Explanation, Please?
Haven't had a chance to check on the blogosphere today, and have much in the way of else to do. But I just saw this and am both pissed off and confused. Pissed off, because it seems a really lame reason to deny a person communion. Confused, because presumably the communion wafers are transubstantiated anyway -- so why does it matter what they started out as?? I mean, really. If we are to believe that the miracle of transubstantiation exists at all, why wouldn't it? It's not a spell where a practitioner of magic has to have the right ingredients or it all goes pear-shaped -- it's not supposed to be magic at all, is it? It's supposed to be bloody miraculous.

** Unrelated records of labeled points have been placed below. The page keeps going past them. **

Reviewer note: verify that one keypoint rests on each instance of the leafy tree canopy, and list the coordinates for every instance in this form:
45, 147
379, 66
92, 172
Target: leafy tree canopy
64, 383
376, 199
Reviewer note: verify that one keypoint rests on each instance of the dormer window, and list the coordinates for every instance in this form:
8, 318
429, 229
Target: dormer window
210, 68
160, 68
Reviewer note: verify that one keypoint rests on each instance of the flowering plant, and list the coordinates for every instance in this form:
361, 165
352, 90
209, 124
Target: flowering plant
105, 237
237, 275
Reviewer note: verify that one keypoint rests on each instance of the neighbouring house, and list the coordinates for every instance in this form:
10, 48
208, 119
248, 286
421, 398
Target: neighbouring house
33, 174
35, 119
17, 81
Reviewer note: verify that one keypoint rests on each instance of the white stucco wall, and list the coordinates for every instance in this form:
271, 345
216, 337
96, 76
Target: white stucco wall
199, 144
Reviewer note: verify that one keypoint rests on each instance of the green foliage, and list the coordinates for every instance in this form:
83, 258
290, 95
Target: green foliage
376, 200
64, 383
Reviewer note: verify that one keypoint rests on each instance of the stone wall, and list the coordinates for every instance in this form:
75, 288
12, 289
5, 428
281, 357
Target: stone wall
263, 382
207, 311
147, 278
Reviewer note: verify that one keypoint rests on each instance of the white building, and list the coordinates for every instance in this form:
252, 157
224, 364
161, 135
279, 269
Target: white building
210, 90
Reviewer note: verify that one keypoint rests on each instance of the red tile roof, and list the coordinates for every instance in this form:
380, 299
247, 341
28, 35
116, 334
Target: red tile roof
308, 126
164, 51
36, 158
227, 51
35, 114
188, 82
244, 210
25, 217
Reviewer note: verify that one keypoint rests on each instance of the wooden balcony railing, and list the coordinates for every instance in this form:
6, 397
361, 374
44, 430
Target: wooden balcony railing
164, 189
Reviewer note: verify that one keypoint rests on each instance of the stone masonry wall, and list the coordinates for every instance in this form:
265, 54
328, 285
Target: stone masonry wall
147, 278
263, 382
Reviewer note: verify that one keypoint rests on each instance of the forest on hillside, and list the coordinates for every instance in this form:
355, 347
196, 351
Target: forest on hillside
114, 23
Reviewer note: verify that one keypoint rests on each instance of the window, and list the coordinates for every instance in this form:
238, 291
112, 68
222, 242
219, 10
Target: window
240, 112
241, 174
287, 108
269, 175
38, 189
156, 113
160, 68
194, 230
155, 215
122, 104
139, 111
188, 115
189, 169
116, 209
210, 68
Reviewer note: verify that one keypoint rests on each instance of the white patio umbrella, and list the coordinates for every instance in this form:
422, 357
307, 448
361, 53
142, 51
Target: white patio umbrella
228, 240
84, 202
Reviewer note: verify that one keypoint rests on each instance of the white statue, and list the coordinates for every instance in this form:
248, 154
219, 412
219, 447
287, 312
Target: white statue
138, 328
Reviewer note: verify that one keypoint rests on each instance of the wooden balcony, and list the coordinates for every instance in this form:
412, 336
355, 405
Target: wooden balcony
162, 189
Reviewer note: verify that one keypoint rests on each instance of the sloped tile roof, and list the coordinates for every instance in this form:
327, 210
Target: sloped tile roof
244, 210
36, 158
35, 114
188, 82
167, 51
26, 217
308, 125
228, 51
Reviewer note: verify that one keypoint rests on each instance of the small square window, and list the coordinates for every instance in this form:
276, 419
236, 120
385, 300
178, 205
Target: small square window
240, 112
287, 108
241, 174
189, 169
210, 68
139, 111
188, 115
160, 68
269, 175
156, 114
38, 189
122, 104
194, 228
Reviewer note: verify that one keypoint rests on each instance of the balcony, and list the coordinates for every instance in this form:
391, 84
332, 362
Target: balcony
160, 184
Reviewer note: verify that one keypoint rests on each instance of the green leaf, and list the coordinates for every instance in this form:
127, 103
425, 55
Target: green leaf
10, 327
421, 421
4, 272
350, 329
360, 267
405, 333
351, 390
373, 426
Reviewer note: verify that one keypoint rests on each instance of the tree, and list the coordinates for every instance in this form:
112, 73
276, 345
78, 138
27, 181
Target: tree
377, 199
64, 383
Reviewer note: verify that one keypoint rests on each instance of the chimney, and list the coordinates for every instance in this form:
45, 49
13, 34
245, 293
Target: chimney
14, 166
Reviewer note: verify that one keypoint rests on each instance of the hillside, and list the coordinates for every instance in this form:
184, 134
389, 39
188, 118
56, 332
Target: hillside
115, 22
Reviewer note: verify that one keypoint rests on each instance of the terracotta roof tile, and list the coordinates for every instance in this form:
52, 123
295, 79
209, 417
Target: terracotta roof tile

I thought there was a difference, but apparently there's a limit on what miracles can be performed.
6 comments:
Exactly -- my reaction was along the same lines. This fixation on wheat suggests some bizarre twin earth in which the Vatican says, "Whoa, no, if it's a rice wafer, then you didn't get the body of Christ, you got the body of Joe-Bob down the Appian Way!" I'm gobstoppered by the whole ridiculous thing.
It does seem somewhat bizarre, particularly in light of the other exceptions that the Church has made. Alcoholic priests are allowed to use grape juice instead of wine routinely in the mass, and lore abounds of priests in prison camps during WWII using tin cups for altars and any scraps of any kind of bread as hosts.

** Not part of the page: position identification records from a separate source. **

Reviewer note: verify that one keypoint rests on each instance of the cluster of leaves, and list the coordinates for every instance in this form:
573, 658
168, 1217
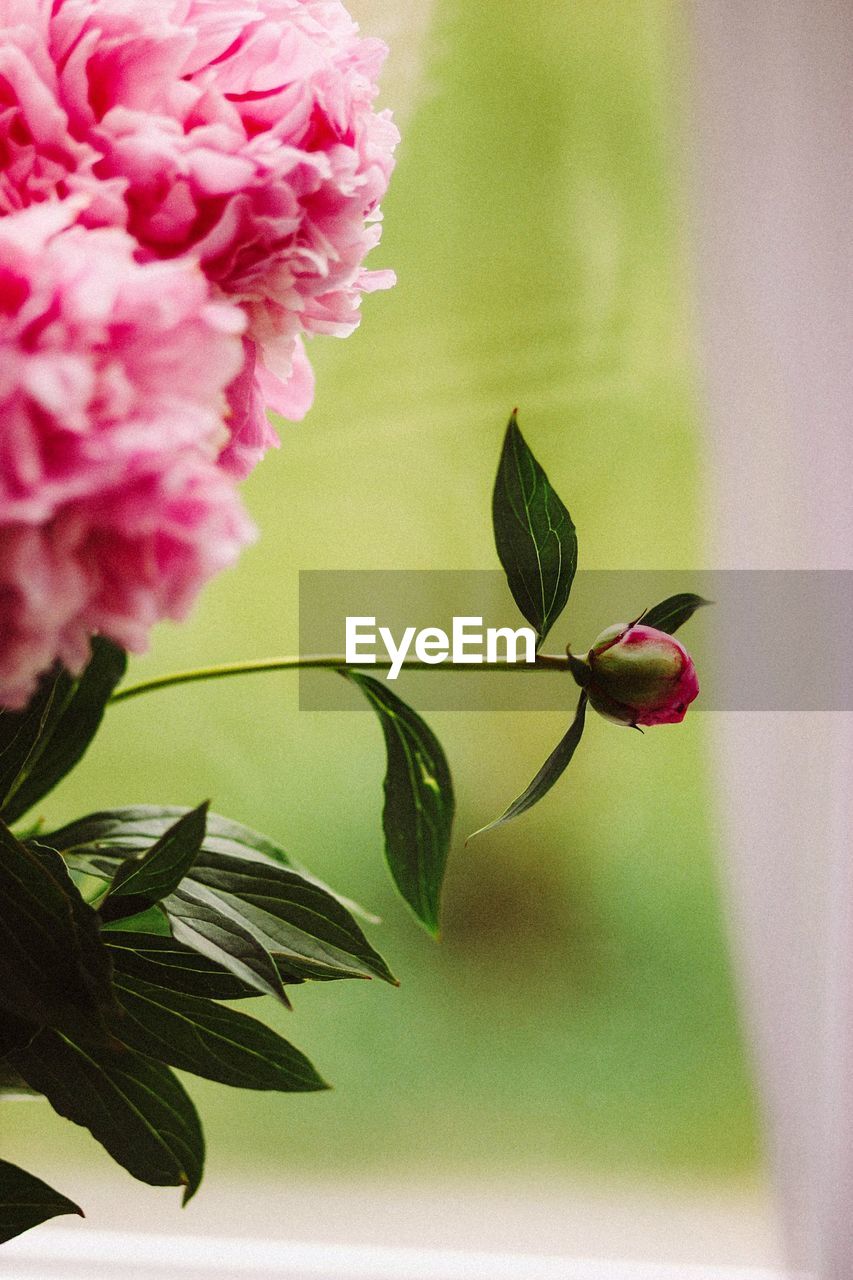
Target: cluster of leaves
126, 931
122, 935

Are we seeing the handiwork of a powerful gluten lobby?
Windhorse
It does seem very strange. I've got an Italian friend with the same condition and I'm sure he's not the only one over there. I wonder if the Italians are so strict.
That was me Claire by the way. 17th-century.info/news
I don't really understand the distinction you are making between magic and miracle. However, if needing the right ingredients makes it magic then, indeed, the Catholic Church does teach that transubstantiation is magic. Consecration can only be carried out by someone who has been given special magic powers. He can only use wheat bread and grape wine and he must say exactly the right words. Otherwise nothing happens. All the sacraments are like that. You must have the right person, the right stuff, the right words and actions. Otherwise the magic doesn't happen.

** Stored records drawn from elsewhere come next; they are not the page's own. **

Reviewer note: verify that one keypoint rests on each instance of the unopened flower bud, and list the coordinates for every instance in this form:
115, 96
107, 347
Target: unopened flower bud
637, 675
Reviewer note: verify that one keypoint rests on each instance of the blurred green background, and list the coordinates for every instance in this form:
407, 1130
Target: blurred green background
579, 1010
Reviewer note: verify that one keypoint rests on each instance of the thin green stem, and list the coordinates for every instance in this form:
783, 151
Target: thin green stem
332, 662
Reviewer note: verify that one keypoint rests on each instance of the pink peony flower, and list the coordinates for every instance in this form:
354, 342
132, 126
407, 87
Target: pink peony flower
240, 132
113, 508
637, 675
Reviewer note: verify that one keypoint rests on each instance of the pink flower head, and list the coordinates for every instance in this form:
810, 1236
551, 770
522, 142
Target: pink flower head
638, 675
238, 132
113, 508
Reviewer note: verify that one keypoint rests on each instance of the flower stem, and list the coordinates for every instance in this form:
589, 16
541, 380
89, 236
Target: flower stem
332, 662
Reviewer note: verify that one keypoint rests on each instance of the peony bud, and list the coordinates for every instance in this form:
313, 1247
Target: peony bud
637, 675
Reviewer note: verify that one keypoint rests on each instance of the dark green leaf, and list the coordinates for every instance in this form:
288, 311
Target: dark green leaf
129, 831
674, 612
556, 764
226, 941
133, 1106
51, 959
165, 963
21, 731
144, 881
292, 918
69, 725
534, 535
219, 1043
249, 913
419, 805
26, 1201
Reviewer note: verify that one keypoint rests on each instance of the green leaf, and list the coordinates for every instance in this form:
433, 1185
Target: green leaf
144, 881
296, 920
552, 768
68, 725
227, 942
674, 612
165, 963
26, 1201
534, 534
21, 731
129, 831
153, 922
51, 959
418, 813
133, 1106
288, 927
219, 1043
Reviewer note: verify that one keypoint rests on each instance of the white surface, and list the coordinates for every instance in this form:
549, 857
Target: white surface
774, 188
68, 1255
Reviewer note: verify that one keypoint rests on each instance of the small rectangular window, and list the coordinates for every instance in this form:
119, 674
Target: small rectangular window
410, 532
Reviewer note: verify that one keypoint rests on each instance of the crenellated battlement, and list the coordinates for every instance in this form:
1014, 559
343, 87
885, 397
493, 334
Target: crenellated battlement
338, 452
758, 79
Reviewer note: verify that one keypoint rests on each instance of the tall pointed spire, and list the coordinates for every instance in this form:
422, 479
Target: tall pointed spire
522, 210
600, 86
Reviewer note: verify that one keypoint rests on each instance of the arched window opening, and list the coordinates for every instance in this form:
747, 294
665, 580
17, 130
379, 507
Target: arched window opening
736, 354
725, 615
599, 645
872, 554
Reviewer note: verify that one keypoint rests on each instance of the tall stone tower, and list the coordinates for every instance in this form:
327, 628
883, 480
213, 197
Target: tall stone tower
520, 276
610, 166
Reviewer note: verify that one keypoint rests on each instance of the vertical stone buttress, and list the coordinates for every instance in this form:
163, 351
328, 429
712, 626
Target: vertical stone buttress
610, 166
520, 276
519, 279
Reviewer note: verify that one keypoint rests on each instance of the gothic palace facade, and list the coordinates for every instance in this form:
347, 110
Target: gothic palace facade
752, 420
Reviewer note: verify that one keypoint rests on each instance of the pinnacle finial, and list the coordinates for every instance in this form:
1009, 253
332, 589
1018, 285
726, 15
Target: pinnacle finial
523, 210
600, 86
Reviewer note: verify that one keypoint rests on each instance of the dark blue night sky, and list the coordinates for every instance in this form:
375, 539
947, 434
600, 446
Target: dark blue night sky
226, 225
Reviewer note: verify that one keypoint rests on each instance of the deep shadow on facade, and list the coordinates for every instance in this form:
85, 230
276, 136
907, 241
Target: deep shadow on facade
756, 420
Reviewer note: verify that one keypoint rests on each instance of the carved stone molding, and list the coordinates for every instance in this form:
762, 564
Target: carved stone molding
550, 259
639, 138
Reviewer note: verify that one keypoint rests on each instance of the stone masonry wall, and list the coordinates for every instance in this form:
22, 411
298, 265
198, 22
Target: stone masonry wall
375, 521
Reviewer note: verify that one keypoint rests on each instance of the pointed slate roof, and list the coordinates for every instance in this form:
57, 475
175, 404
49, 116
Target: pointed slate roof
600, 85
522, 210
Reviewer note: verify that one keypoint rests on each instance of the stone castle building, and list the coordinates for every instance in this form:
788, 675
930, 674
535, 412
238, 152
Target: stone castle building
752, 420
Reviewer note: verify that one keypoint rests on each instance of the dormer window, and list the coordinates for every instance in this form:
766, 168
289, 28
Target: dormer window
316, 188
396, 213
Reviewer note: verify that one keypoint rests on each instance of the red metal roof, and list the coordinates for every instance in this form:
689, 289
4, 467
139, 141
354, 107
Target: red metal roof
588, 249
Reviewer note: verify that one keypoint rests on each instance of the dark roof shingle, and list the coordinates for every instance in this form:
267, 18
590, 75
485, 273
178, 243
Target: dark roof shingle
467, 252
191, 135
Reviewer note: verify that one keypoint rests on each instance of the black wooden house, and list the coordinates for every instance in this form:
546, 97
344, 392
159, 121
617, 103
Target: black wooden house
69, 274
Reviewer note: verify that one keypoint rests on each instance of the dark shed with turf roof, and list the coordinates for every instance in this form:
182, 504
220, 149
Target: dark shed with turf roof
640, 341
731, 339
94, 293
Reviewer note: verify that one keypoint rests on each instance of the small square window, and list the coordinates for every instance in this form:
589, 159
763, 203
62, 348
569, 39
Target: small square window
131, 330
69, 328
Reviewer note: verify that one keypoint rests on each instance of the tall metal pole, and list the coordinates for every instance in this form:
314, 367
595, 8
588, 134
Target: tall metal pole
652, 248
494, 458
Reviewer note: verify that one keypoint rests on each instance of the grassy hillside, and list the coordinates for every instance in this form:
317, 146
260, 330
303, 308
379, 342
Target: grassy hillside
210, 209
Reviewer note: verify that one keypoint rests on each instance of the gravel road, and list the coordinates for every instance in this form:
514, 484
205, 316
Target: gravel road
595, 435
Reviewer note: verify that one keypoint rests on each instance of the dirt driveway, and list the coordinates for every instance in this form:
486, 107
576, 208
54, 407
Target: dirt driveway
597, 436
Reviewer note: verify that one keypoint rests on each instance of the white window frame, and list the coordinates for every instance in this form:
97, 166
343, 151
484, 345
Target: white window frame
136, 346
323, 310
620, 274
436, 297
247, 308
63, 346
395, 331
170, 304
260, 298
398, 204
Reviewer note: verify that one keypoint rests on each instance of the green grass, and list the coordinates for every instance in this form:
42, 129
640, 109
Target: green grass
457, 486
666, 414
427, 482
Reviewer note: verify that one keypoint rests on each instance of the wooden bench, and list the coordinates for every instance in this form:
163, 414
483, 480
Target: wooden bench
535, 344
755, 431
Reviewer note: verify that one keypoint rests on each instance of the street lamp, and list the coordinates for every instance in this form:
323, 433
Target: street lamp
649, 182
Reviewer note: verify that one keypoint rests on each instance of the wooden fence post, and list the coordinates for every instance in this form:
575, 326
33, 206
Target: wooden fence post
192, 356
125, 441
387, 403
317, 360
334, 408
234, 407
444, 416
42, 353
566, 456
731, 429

Esoteric observers have made the claim that sacraments are indeed high magic for some time now. And it's true that magic does require the correct elements. But the church is given the authority to loose on earth and in heaven, an authority they frequently use to make exceptions in cases just such as this.
As an aside, an interesting distinction between theurgy (high magic) and the Catholic sacraments is that while theurgy requires soul "arousal" on the part of the magician to make the ritual effective (see Dion Fortune), the theory from the Catholic side is that priests are automatically imbued with their power, and therefore can be wicked, dim, unmotivated or virtually asleep and get the same effects.